The Supreme Court ruled Wednesday that the ballot would be held on July 30 instead of August 6 after the main ruling party complained that the original date clashed with the end of Ramadan.

The head of state in Pakistan is a ceremonial position.

Many lawmakers tasked with electing a successor to President Asif Ali Zardari will be on pilgrimage or offering special prayers at the tail end of the holy fasting month, the court said.

Twenty-four candidates applied to stand in the vote, although the election of Mamnoon Hussain, the candidate for the ruling Pakistan Muslim League-N (PML-N) party is considered a foregone conclusion.

"We have been left with no alternative, but to boycott the election," said Senator Raza Rabbani, the presidential candidate for the opposition Pakistan People's Party (PPP).

"The Supreme Court did not issue us any notices, nor did they hear us or provide us an opportunity to present our point of view... a unilateral decision was made," Rabbani said.

"We see it is part of moves to impose the centre's rule again."

Pakistan's new president will be elected by members of the upper and lower houses of parliament and of four regional assemblies.

Rabbani said that the Supreme Court decision made it difficult for him and other opposition candidates to campaign in four provincial capitals and the federal capital Islamabad in just two days.

Rabbani is a highly respected senator and one of the few PPP politicians who could have commanded cross-party support in the vote, although the PML-N is expected to vote as one for Hussain.

The last PPP government had a turbulent relationship with Pakistan's top court, and Rabbani said his party would struggle against the "mindset" which interfered with the election process.

"The boycott is not the end of the story. The story begins here and we will continue our struggle against the current system and the mindset behind it," Rabbani said.

Zardari was elected after the PPP won elections in 2008 following the assassination of his wife, former premier Benazir Bhutto.

The PPP served a full five-year term in office, but lost heavily in May general elections won by a PML-N landslide.

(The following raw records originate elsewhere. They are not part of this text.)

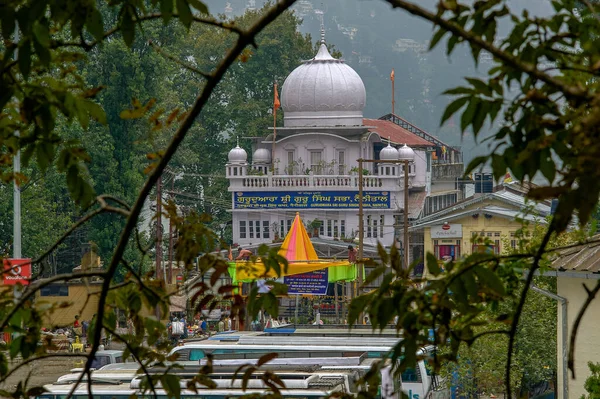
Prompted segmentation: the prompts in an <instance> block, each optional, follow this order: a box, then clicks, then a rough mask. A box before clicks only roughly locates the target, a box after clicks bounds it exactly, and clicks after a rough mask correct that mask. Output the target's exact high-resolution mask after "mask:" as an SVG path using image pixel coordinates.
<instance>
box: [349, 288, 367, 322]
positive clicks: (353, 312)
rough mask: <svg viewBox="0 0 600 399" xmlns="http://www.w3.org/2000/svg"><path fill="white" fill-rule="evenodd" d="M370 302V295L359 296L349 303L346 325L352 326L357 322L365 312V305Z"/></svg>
mask: <svg viewBox="0 0 600 399" xmlns="http://www.w3.org/2000/svg"><path fill="white" fill-rule="evenodd" d="M370 300H371V296H370V295H360V296H358V297H356V298H354V299H353V300H352V302H350V306H349V308H348V324H349V325H354V323H356V322H357V321H358V318H359V317H360V314H361V313H362V312H364V311H365V308H366V307H367V304H368V303H369V301H370Z"/></svg>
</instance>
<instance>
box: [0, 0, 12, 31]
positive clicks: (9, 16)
mask: <svg viewBox="0 0 600 399" xmlns="http://www.w3.org/2000/svg"><path fill="white" fill-rule="evenodd" d="M0 23H1V24H2V37H3V38H4V39H8V38H10V37H11V36H12V35H13V34H14V33H15V27H16V20H15V10H14V8H13V7H12V6H3V7H0Z"/></svg>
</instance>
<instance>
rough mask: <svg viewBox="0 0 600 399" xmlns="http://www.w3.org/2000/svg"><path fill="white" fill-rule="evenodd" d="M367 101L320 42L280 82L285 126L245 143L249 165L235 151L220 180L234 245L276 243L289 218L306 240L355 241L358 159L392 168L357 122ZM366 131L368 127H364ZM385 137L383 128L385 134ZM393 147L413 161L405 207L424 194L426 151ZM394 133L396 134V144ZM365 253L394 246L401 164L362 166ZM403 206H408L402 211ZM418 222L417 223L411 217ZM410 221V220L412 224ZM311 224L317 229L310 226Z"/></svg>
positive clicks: (378, 145) (424, 186) (380, 132)
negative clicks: (311, 223)
mask: <svg viewBox="0 0 600 399" xmlns="http://www.w3.org/2000/svg"><path fill="white" fill-rule="evenodd" d="M365 102H366V92H365V87H364V84H363V82H362V80H361V78H360V76H359V75H358V74H357V73H356V72H355V71H354V70H353V69H352V68H351V67H350V66H348V65H346V64H345V63H344V62H343V61H342V60H337V59H335V58H333V57H332V56H331V55H330V54H329V52H328V50H327V47H326V45H325V43H324V40H322V42H321V46H320V49H319V51H318V53H317V55H316V56H315V57H314V58H313V59H311V60H308V61H306V62H304V63H303V64H302V65H300V66H299V67H298V68H296V69H295V70H294V71H293V72H292V73H291V74H290V75H289V76H288V77H287V79H286V80H285V82H284V84H283V87H282V91H281V106H282V109H283V111H284V126H283V127H277V129H276V133H275V134H274V132H273V131H272V130H273V129H271V133H270V134H268V135H265V137H263V138H256V139H255V140H254V142H253V154H252V158H251V159H249V157H248V154H247V153H246V151H245V150H244V149H242V148H240V147H239V145H238V146H237V147H236V148H234V149H232V150H231V151H230V153H229V160H228V163H227V165H226V175H227V178H228V179H229V182H230V186H229V191H230V192H231V193H232V222H233V242H234V243H237V244H239V245H241V246H249V245H252V246H254V245H257V244H260V243H269V242H273V241H274V240H276V239H281V238H283V237H285V235H286V234H287V232H288V230H289V229H290V226H291V224H292V221H293V219H294V216H295V214H296V212H299V213H300V216H301V217H302V219H303V221H304V222H305V224H307V225H309V226H308V228H307V231H309V232H313V231H314V230H316V231H317V232H318V233H319V237H320V238H324V239H331V240H335V239H339V240H341V239H345V240H346V241H347V240H349V239H351V238H357V237H358V225H359V220H358V206H359V177H358V159H359V158H362V159H365V160H372V159H375V160H398V157H399V153H398V150H397V149H396V148H394V147H393V146H390V144H389V140H388V137H387V136H384V135H383V134H382V131H383V130H385V129H383V128H382V126H383V127H386V126H387V125H385V126H384V125H382V124H389V125H390V126H391V127H394V128H397V129H400V127H399V126H396V125H394V123H393V122H391V121H380V120H377V122H378V126H371V125H370V124H369V121H370V120H368V119H364V118H363V109H364V106H365ZM371 121H375V120H371ZM387 127H389V126H387ZM404 133H406V134H405V135H404V136H398V137H401V139H403V140H404V141H403V142H401V141H399V140H400V139H399V138H398V137H396V136H394V137H392V140H391V143H392V144H393V145H396V146H398V145H402V144H404V143H407V144H408V145H409V146H410V147H411V148H412V149H413V150H414V151H415V160H414V161H413V162H411V163H410V164H409V182H408V183H409V191H410V194H411V197H414V196H419V195H420V196H421V197H422V199H423V200H422V201H421V202H420V203H419V205H418V206H419V207H420V208H422V207H423V203H424V199H425V197H426V195H427V193H428V191H430V188H431V176H432V173H431V170H432V168H431V152H432V151H434V147H435V146H434V144H432V143H431V142H429V141H427V140H425V139H423V138H422V137H419V136H417V135H415V134H413V133H410V132H408V131H405V132H404ZM404 133H403V134H404ZM363 169H364V170H366V172H365V176H364V177H363V182H362V183H363V184H362V185H363V204H364V227H365V231H364V233H365V234H364V243H365V245H376V244H377V242H381V243H382V244H383V245H385V246H390V245H392V244H394V243H395V242H398V241H399V237H398V235H397V232H398V231H399V230H400V229H401V225H400V223H401V222H402V220H403V216H402V215H403V211H404V209H405V204H404V191H403V189H404V170H403V165H402V164H393V163H382V162H378V163H364V167H363ZM410 203H411V201H410V200H409V204H410ZM420 211H421V209H419V211H418V212H417V215H418V214H419V212H420ZM412 213H413V212H412V211H411V212H409V214H412ZM315 220H318V221H321V224H320V226H319V227H318V228H316V229H315V228H314V226H315V225H317V224H318V223H313V224H311V222H313V221H315Z"/></svg>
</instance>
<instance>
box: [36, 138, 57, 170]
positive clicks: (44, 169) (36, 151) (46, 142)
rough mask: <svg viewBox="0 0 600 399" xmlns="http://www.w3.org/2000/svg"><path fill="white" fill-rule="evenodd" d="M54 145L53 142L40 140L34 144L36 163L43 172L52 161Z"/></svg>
mask: <svg viewBox="0 0 600 399" xmlns="http://www.w3.org/2000/svg"><path fill="white" fill-rule="evenodd" d="M55 150H56V147H55V146H54V144H52V143H49V142H42V143H40V144H38V145H37V146H36V156H37V161H38V165H39V166H40V169H42V172H45V171H46V170H47V169H48V166H50V164H51V163H52V160H53V159H54V154H55Z"/></svg>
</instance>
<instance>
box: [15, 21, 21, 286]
mask: <svg viewBox="0 0 600 399" xmlns="http://www.w3.org/2000/svg"><path fill="white" fill-rule="evenodd" d="M15 45H16V46H17V48H16V49H15V60H16V59H18V58H19V55H18V53H19V26H18V25H17V26H16V27H15ZM15 136H17V138H19V137H20V136H21V134H20V132H19V131H18V130H17V131H15ZM13 170H14V180H13V258H15V259H21V257H22V255H23V254H22V253H21V188H20V187H19V184H18V183H17V174H19V173H21V149H20V147H19V149H18V150H17V154H16V155H15V157H14V158H13ZM15 292H16V286H15Z"/></svg>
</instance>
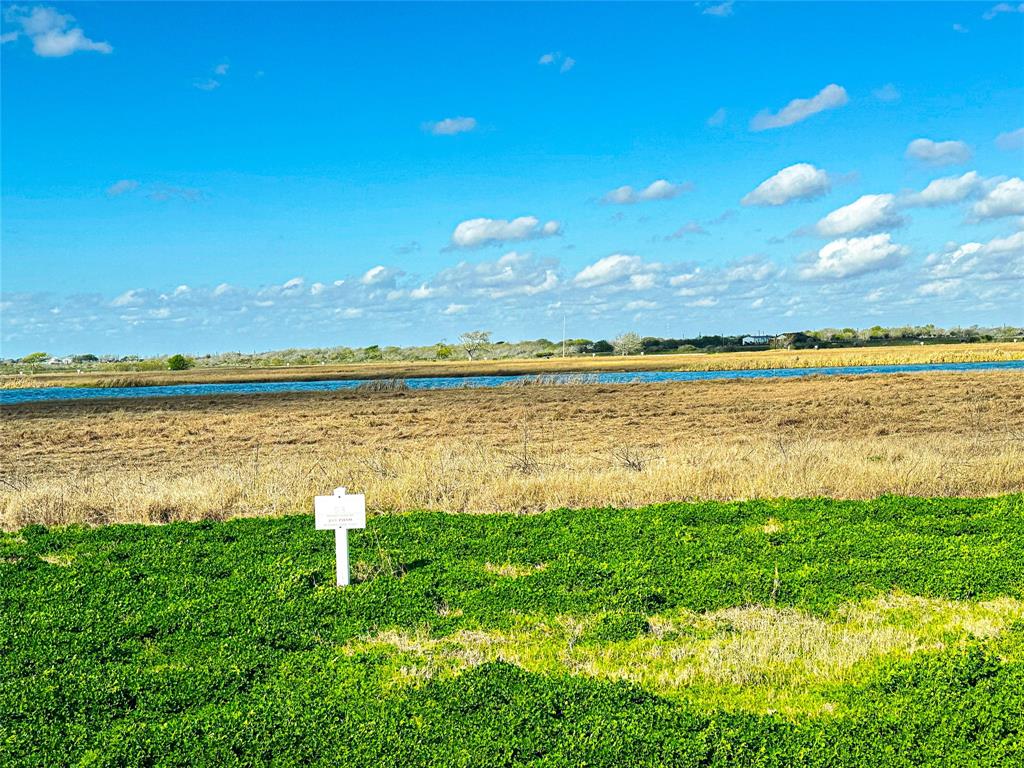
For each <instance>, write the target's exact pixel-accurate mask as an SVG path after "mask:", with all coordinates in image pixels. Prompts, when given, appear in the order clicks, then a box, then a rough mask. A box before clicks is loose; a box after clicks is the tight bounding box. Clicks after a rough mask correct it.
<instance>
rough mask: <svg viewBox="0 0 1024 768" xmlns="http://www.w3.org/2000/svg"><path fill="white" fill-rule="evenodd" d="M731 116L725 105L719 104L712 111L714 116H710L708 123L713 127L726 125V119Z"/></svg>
mask: <svg viewBox="0 0 1024 768" xmlns="http://www.w3.org/2000/svg"><path fill="white" fill-rule="evenodd" d="M728 116H729V114H728V113H727V112H726V110H725V108H724V106H719V108H718V109H717V110H715V112H714V113H712V116H711V117H710V118H708V125H710V126H711V127H712V128H717V127H718V126H720V125H725V119H726V118H727V117H728Z"/></svg>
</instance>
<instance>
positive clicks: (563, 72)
mask: <svg viewBox="0 0 1024 768" xmlns="http://www.w3.org/2000/svg"><path fill="white" fill-rule="evenodd" d="M559 61H560V62H561V65H560V66H559V68H558V72H559V73H560V74H562V75H564V74H565V73H566V72H568V71H569V70H571V69H572V68H573V67H575V59H574V58H572V56H566V55H563V54H562V52H561V51H551V52H550V53H545V54H544V55H542V56H541V57H540V58H539V59H538V61H537V62H538V63H539V65H541V66H542V67H547V66H549V65H553V63H558V62H559Z"/></svg>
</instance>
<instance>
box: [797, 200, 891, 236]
mask: <svg viewBox="0 0 1024 768" xmlns="http://www.w3.org/2000/svg"><path fill="white" fill-rule="evenodd" d="M902 224H903V217H902V216H900V214H899V211H898V210H897V208H896V196H895V195H863V196H861V197H860V198H858V199H857V200H855V201H854V202H853V203H851V204H850V205H848V206H843V207H842V208H837V209H836V210H835V211H833V212H831V213H829V214H828V215H827V216H825V217H824V218H822V219H821V220H820V221H818V223H817V226H816V227H815V228H816V229H817V232H818V234H821V236H823V237H826V238H835V237H837V236H841V234H857V233H860V232H867V231H872V230H877V229H887V228H891V227H896V226H902Z"/></svg>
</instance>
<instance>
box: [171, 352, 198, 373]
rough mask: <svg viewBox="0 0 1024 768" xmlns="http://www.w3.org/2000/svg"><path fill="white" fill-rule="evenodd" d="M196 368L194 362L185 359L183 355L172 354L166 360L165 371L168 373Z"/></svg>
mask: <svg viewBox="0 0 1024 768" xmlns="http://www.w3.org/2000/svg"><path fill="white" fill-rule="evenodd" d="M195 366H196V360H194V359H193V358H191V357H185V356H184V355H183V354H172V355H171V356H170V357H168V358H167V369H168V370H169V371H187V370H188V369H190V368H194V367H195Z"/></svg>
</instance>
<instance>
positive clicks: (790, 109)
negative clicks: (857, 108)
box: [751, 83, 850, 131]
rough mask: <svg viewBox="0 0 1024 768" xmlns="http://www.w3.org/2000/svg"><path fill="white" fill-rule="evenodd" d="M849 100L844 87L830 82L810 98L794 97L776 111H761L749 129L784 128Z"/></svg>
mask: <svg viewBox="0 0 1024 768" xmlns="http://www.w3.org/2000/svg"><path fill="white" fill-rule="evenodd" d="M849 100H850V98H849V96H847V93H846V89H845V88H844V87H843V86H841V85H836V84H835V83H831V84H829V85H826V86H825V87H824V88H822V89H821V90H820V91H818V92H817V93H816V94H815V95H814V96H812V97H811V98H795V99H793V100H792V101H791V102H790V103H787V104H786V105H785V106H783V108H782V109H781V110H779V111H778V112H777V113H774V114H773V113H771V112H768V111H765V112H762V113H761V114H759V115H757V116H756V117H755V118H754V120H752V121H751V130H753V131H765V130H769V129H771V128H784V127H785V126H788V125H793V124H794V123H799V122H801V121H802V120H807V118H809V117H811V116H812V115H816V114H818V113H819V112H824V111H825V110H835V109H837V108H839V106H843V105H844V104H846V103H847V102H848V101H849Z"/></svg>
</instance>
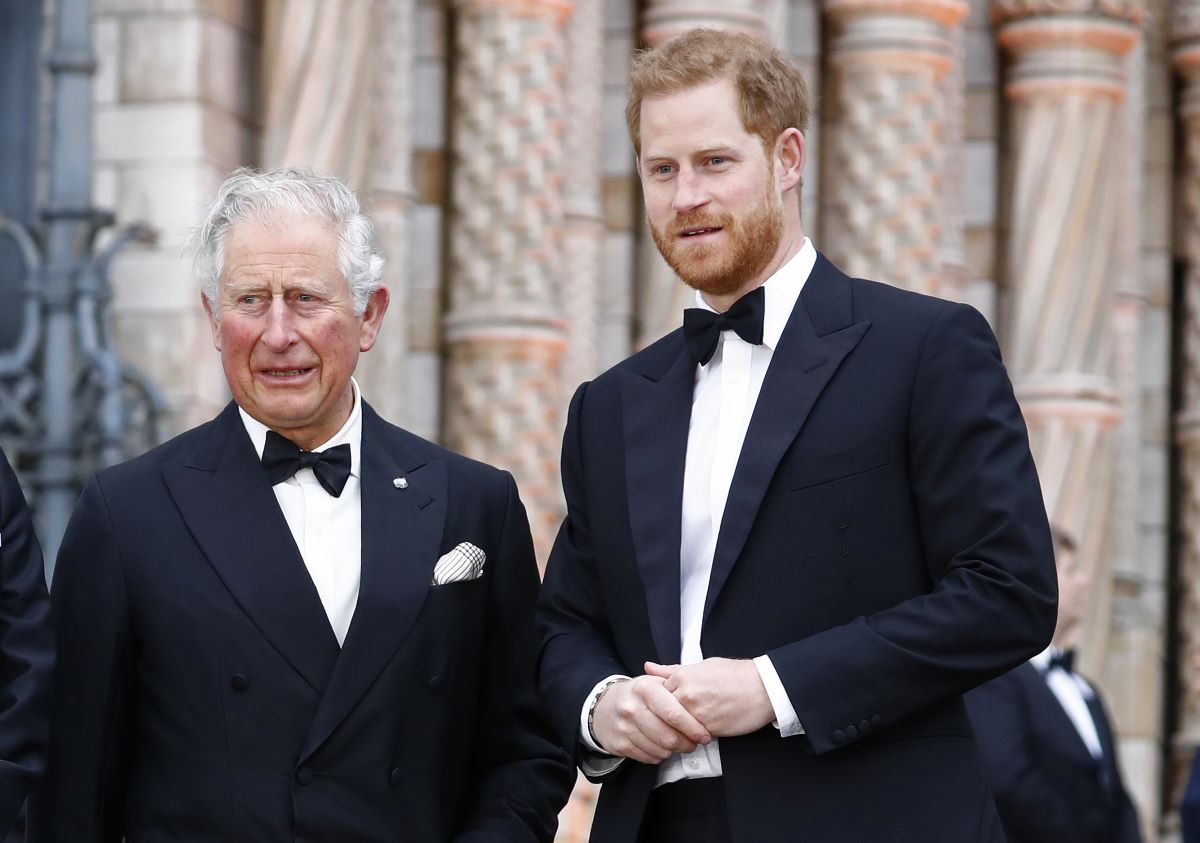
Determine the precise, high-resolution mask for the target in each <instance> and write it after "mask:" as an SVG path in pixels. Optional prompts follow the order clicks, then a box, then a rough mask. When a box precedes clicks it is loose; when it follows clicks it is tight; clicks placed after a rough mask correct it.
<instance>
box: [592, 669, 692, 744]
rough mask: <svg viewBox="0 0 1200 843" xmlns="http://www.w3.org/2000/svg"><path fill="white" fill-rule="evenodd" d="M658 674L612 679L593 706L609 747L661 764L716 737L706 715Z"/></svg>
mask: <svg viewBox="0 0 1200 843" xmlns="http://www.w3.org/2000/svg"><path fill="white" fill-rule="evenodd" d="M664 681H665V680H662V678H660V677H658V676H638V677H636V678H632V680H628V681H623V682H616V683H613V684H611V686H610V687H608V688H607V689H606V690H605V692H604V693H602V694H601V695H600V699H599V700H598V701H596V707H595V710H594V711H593V712H592V731H593V734H594V735H595V739H596V742H598V743H599V745H600V746H601V747H604V748H605V752H608V753H612V754H613V755H620V757H622V758H630V759H632V760H635V761H641V763H642V764H659V763H661V761H665V760H666V759H668V758H670V757H671V755H672V754H673V753H677V752H684V753H686V752H692V751H694V749H695V748H696V745H697V743H708V742H709V741H712V740H713V737H712V735H709V734H708V730H707V729H704V727H703V725H701V723H700V721H697V719H696V718H695V717H692V716H691V715H689V713H688V710H686V709H684V707H683V705H682V704H680V702H679V700H677V699H676V698H674V694H672V693H671V692H670V690H667V689H666V688H664V687H662V686H664Z"/></svg>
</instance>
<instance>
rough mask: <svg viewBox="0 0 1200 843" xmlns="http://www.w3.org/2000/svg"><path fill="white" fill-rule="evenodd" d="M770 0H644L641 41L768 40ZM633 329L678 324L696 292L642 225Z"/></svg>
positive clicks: (693, 297) (642, 42) (648, 44)
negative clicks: (634, 316)
mask: <svg viewBox="0 0 1200 843" xmlns="http://www.w3.org/2000/svg"><path fill="white" fill-rule="evenodd" d="M770 10H772V4H770V1H769V0H649V1H648V2H647V4H646V8H644V11H643V12H642V20H641V40H642V43H644V44H646V46H647V47H654V46H655V44H658V43H661V42H662V41H666V40H667V38H670V37H672V36H676V35H679V34H682V32H685V31H688V30H689V29H696V28H697V26H707V28H710V29H726V30H732V31H738V32H750V34H752V35H762V36H763V37H766V38H770V37H772V36H773V35H778V34H774V32H770V31H769V29H768V19H767V13H768V12H769V11H770ZM636 271H637V277H638V285H637V329H636V331H635V343H636V345H637V347H644V346H647V345H649V343H650V342H654V341H655V340H656V339H659V337H660V336H662V335H664V334H666V333H668V331H671V330H674V329H676V328H678V327H679V324H680V323H682V322H683V310H684V307H689V306H691V304H692V301H694V300H695V299H694V297H695V293H694V292H692V289H691V288H690V287H686V286H685V285H684V283H683V282H682V281H680V280H679V279H678V276H676V274H674V273H673V271H672V270H671V268H670V267H668V265H667V264H666V262H665V261H664V259H662V256H661V255H659V250H658V247H656V246H655V245H654V240H653V239H652V238H650V234H649V231H648V229H647V228H646V226H644V223H643V225H642V229H641V239H640V240H638V252H637V270H636Z"/></svg>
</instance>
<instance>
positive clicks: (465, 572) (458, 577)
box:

Zardari is hugely unpopular, reviled for alleged corruption and for presiding over a government that oversaw deteriorating economic growth and increasing attacks from the Taliban.

He did, however, earn grudging admiration for managing to keep his coalition in power and for returning to the prime minister powers commandeered for the presidency under military dictatorships.

Those constitutional amendments mean that the presidency is now a ceremonial post and Hussain, a staunch loyalist of Prime Minister Nawaz Sharif, has little personal clout.